Further research is needed to establish whether frontline anti-PD-1 therapy is warranted for unresectable locally advanced BCC and what the duration of treatment should be if patients respond. Goals of treatment include potentially sparing these patients from a large, morbid surgery or shrinking the tumor enough so that surgery is easier or even unnecessary. Although there are a number of clinical trials currently recruiting patients to evaluate efficacy of PD-1 inhibitors in advanced BCC (eg, NCT03132636, NCT03521830, NCT02834013), inclusion criteria require that patients have progressed with previous therapies, including a hedgehog pathway inhibitor. Furthermore, there are no defined biomarkers of response in locally advanced or metastatic BCCs, and this should be prospectively studied if possible. Efforts should be made to enroll patients receiving tissue protocols to study pre- and posttreatment biopsies from patients with BCC treated with immune checkpoint inhibitors because these cases are rare.
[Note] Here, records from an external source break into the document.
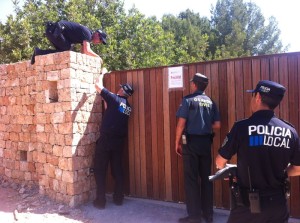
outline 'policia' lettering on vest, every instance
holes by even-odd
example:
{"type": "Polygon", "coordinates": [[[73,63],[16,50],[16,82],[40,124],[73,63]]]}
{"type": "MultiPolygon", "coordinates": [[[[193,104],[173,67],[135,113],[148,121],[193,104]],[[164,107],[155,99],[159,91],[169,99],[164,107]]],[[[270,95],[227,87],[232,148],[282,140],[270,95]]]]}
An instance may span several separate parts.
{"type": "Polygon", "coordinates": [[[280,126],[250,125],[249,146],[274,146],[289,149],[292,132],[280,126]]]}

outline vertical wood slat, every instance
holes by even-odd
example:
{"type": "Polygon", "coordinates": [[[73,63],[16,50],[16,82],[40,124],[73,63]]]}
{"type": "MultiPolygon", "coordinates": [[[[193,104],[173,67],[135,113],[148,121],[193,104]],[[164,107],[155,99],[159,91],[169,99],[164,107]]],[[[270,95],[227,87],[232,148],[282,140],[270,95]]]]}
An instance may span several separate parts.
{"type": "Polygon", "coordinates": [[[243,77],[244,77],[244,103],[243,103],[243,110],[244,110],[244,117],[249,117],[251,115],[250,110],[250,100],[251,100],[251,94],[246,93],[246,90],[251,90],[255,88],[255,84],[253,83],[253,78],[251,76],[251,60],[243,60],[243,77]]]}
{"type": "Polygon", "coordinates": [[[152,181],[153,181],[153,198],[159,199],[159,151],[158,151],[158,131],[157,131],[157,81],[156,81],[156,72],[155,69],[150,71],[150,89],[151,89],[151,143],[152,143],[152,181]]]}
{"type": "MultiPolygon", "coordinates": [[[[190,74],[189,74],[189,66],[184,66],[183,68],[183,75],[184,75],[184,83],[183,83],[183,90],[176,92],[176,108],[175,112],[177,112],[182,98],[189,93],[190,88],[190,74]]],[[[176,115],[176,113],[175,113],[176,115]]],[[[175,118],[175,126],[177,126],[177,118],[175,118]]],[[[175,127],[176,128],[176,127],[175,127]]],[[[176,135],[176,129],[175,129],[175,135],[176,135]]],[[[175,138],[174,138],[175,142],[175,138]]],[[[178,201],[184,201],[185,200],[185,194],[184,194],[184,179],[183,179],[183,159],[181,156],[178,156],[175,152],[175,143],[174,143],[174,155],[177,157],[177,174],[178,174],[178,201]]]]}
{"type": "Polygon", "coordinates": [[[140,167],[141,167],[141,196],[147,197],[147,171],[146,171],[146,147],[145,147],[145,95],[144,95],[144,75],[143,71],[138,71],[138,86],[139,88],[139,140],[140,140],[140,167]]]}
{"type": "Polygon", "coordinates": [[[176,103],[176,93],[179,91],[169,90],[169,117],[170,117],[170,162],[171,162],[171,185],[172,185],[172,200],[178,200],[179,195],[179,183],[178,183],[178,172],[175,171],[178,168],[178,157],[175,153],[175,134],[176,134],[176,111],[178,104],[176,103]]]}
{"type": "Polygon", "coordinates": [[[145,156],[147,197],[153,197],[153,160],[152,160],[152,122],[151,122],[151,86],[150,71],[144,71],[144,115],[145,115],[145,156]],[[148,99],[148,100],[147,100],[148,99]]]}
{"type": "Polygon", "coordinates": [[[159,197],[160,199],[166,199],[166,177],[165,177],[165,149],[164,149],[164,115],[163,115],[163,69],[158,70],[157,73],[157,110],[156,115],[159,126],[157,128],[158,133],[158,148],[159,148],[159,197]]]}
{"type": "MultiPolygon", "coordinates": [[[[220,62],[218,63],[218,71],[219,71],[219,95],[221,97],[220,103],[219,103],[219,109],[221,114],[221,122],[222,127],[220,129],[220,136],[221,139],[224,139],[226,137],[226,134],[228,133],[228,129],[230,127],[228,126],[228,95],[227,95],[227,64],[226,62],[220,62]]],[[[222,207],[228,208],[229,207],[229,189],[228,189],[228,183],[225,181],[221,181],[221,187],[220,190],[222,190],[221,193],[221,199],[222,199],[222,207]]]]}
{"type": "Polygon", "coordinates": [[[133,97],[136,97],[136,88],[135,86],[132,84],[133,80],[132,80],[132,72],[127,72],[126,73],[127,76],[127,82],[130,83],[135,90],[135,93],[132,97],[129,98],[129,103],[132,106],[132,113],[131,113],[131,117],[129,118],[129,126],[128,126],[128,163],[129,163],[129,194],[135,194],[135,152],[134,152],[134,121],[133,121],[133,111],[134,111],[134,105],[133,105],[133,97]]]}
{"type": "Polygon", "coordinates": [[[261,58],[261,79],[270,80],[270,62],[268,58],[261,58]]]}
{"type": "Polygon", "coordinates": [[[234,80],[234,61],[227,63],[227,89],[228,89],[228,124],[231,128],[236,120],[236,107],[235,107],[235,80],[234,80]]]}
{"type": "MultiPolygon", "coordinates": [[[[279,58],[274,56],[270,58],[270,80],[279,82],[279,58]]],[[[280,83],[280,82],[279,82],[280,83]]],[[[280,114],[281,104],[275,109],[276,114],[280,114]]]]}
{"type": "MultiPolygon", "coordinates": [[[[287,69],[287,56],[279,58],[279,83],[283,86],[288,86],[288,69],[287,69]]],[[[289,91],[285,92],[284,99],[280,103],[280,117],[289,120],[289,91]]]]}
{"type": "Polygon", "coordinates": [[[170,150],[170,109],[168,91],[168,69],[163,70],[163,116],[164,116],[164,155],[165,155],[165,178],[166,178],[166,200],[172,200],[172,178],[171,178],[171,150],[170,150]]]}
{"type": "MultiPolygon", "coordinates": [[[[212,63],[210,64],[210,82],[209,85],[211,86],[211,98],[216,103],[218,109],[220,110],[220,100],[223,100],[223,98],[220,95],[219,88],[220,83],[219,81],[219,69],[218,69],[218,63],[212,63]]],[[[223,125],[222,117],[221,117],[221,126],[223,125]]],[[[212,145],[212,173],[215,173],[217,171],[215,163],[214,163],[214,157],[218,154],[218,149],[220,147],[220,144],[222,143],[223,139],[220,137],[220,130],[215,131],[215,137],[212,145]]],[[[222,193],[223,191],[220,189],[222,188],[222,182],[221,181],[215,181],[214,184],[214,205],[216,207],[222,207],[222,193]]]]}
{"type": "Polygon", "coordinates": [[[241,75],[243,72],[243,61],[235,61],[234,63],[234,81],[235,81],[235,107],[236,107],[236,119],[240,120],[245,118],[243,109],[244,103],[244,76],[241,75]]]}
{"type": "MultiPolygon", "coordinates": [[[[182,160],[174,154],[176,118],[173,116],[182,97],[191,93],[189,80],[196,72],[209,77],[207,94],[216,101],[221,112],[222,127],[213,143],[213,157],[233,122],[251,115],[251,94],[245,91],[253,89],[259,80],[270,79],[287,87],[285,98],[275,112],[294,124],[299,132],[299,58],[300,53],[290,53],[185,64],[184,89],[180,91],[169,91],[166,67],[122,71],[105,77],[108,88],[113,91],[125,80],[135,87],[135,94],[129,98],[133,105],[128,139],[129,194],[184,201],[182,160]]],[[[236,157],[232,162],[236,162],[236,157]]],[[[214,165],[212,170],[215,171],[214,165]]],[[[289,206],[294,217],[300,217],[299,187],[299,178],[292,178],[289,206]]],[[[217,207],[229,208],[228,192],[227,182],[214,183],[217,207]]]]}
{"type": "Polygon", "coordinates": [[[141,185],[141,155],[140,155],[140,123],[139,123],[139,91],[140,86],[138,85],[137,71],[132,73],[132,84],[135,86],[137,94],[133,95],[133,126],[134,126],[134,160],[135,163],[134,175],[135,175],[135,194],[136,196],[142,197],[142,185],[141,185]]]}
{"type": "Polygon", "coordinates": [[[252,59],[252,80],[253,80],[253,86],[255,87],[257,82],[262,80],[261,74],[260,74],[260,60],[259,59],[252,59]]]}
We conclude that anti-PD-1 therapy may be a feasible frontline therapeutic option in patients with locally advanced BCC. Patient cases should be discussed at multidisciplinary tumor boards and patients must be counseled on the limited data in existence for this approach, in addition to the potential toxicities, lack of predictive biomarkers, and existing alternative approaches, including hedgehog pathway inhibitors.